Michael J. Leverton v. Sheriff John Montgomery, Baxter County, Arkansas; Jail Administrator Tabitha Maze, Baxter County Detention Center (BCDC); Corporal Mason Cruise (BCDC); and Sergeant Alma Brown (BCDC)
This text of Michael J. Leverton v. Sheriff John Montgomery, Baxter County, Arkansas; Jail Administrator Tabitha Maze, Baxter County Detention Center (BCDC); Corporal Mason Cruise (BCDC); and Sergeant Alma Brown (BCDC) (Michael J. Leverton v. Sheriff John Montgomery, Baxter County, Arkansas; Jail Administrator Tabitha Maze, Baxter County Detention Center (BCDC); Corporal Mason Cruise (BCDC); and Sergeant Alma Brown (BCDC)) is published on Counsel Stack Legal Research, covering District Court, W.D. Arkansas primary law. Counsel Stack provides free access to over 12 million legal documents including statutes, case law, regulations, and constitutions.
Opinion
IN THE UNITED STATES DISTRICT COURT WESTERN DISTRICT OF ARKANSAS HARRISON DIVISION
MICHAEL J. LEVERTON PLAINTIFF
v. Civil No. 3:25-cv-03054-CDC
SHERIFF JOHN MONTGOMERY, Baxter County, Arkansas; JAIL ADMINISTRATOR TABITHA MAZE, Baxter County Detention Center (BCDC); CORPORAL MASON CRUISE (BCDC); and SERGEANT ALMA BROWN (BCDC) DEFENDANTS
MAGISTRATE JUDGE’S REPORT AND RECOMMENDATION Plaintiff Michael J. Leverton (“Leverton”) filed this action alleging civil rights violations under 42 U.S.C. § 1983. Leverton proceeds pro se and in forma pauperis. The case is before the Court for preservice screening of the Complaint (ECF No. 1) pursuant to 28 U.S.C. § 1915A.1 Under § 1915A, the Court is required to screen any complaint in which a prisoner seeks redress from a governmental entity or officer or employee of a governmental entity. 28 U.S.C. § 1915A(a). The case was directly assigned to the undersigned Magistrate Judge.

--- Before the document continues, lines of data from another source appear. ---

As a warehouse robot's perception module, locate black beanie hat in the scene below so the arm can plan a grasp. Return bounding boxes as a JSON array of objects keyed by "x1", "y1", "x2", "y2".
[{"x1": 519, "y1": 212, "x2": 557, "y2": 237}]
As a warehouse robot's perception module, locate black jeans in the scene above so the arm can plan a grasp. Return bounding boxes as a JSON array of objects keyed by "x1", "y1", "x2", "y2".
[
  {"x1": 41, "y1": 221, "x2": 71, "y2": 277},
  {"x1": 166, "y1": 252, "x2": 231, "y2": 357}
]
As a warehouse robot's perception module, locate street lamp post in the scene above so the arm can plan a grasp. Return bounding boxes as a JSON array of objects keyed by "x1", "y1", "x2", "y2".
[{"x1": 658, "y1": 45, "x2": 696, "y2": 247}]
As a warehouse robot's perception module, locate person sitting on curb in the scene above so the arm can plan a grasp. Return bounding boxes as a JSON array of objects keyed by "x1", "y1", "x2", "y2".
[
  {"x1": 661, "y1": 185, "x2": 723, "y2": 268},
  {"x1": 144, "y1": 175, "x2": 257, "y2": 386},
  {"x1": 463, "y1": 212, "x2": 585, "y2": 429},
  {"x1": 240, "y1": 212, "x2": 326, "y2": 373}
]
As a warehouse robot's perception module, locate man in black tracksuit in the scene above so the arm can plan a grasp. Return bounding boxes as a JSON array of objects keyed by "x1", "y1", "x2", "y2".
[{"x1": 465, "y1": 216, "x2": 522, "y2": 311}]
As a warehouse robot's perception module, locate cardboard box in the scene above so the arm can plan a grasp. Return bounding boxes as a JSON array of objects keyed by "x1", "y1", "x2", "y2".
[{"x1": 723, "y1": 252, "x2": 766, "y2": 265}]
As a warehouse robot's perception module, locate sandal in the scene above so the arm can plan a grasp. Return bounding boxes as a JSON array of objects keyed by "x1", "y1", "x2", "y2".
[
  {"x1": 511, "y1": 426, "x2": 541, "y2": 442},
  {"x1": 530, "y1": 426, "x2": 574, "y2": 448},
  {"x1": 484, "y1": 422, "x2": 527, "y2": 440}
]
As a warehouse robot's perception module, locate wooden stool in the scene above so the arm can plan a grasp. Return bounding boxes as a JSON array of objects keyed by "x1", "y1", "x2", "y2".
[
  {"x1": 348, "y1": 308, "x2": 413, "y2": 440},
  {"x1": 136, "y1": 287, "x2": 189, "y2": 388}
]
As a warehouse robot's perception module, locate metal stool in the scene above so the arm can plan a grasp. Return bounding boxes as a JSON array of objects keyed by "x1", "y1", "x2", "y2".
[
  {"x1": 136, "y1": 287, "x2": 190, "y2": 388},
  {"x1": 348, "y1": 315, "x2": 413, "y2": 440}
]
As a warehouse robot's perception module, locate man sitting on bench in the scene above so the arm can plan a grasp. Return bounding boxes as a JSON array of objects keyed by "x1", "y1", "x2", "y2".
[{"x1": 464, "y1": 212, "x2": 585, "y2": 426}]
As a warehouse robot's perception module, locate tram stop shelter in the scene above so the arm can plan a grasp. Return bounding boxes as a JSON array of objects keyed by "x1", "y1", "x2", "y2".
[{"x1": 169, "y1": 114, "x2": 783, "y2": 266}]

However, because not all parties to the action have consented to the jurisdiction of the undersigned, and some of Plaintiff’s claims require dismissal, the Court enters its findings as a Report and Recommendation and the case will automatically be reassigned to United States District Judge Timothy L. Brooks. See 28 U.S.C. § 636(c); Rule 73 of the Federal Rules of Civil Procedure; General Order 2024-02.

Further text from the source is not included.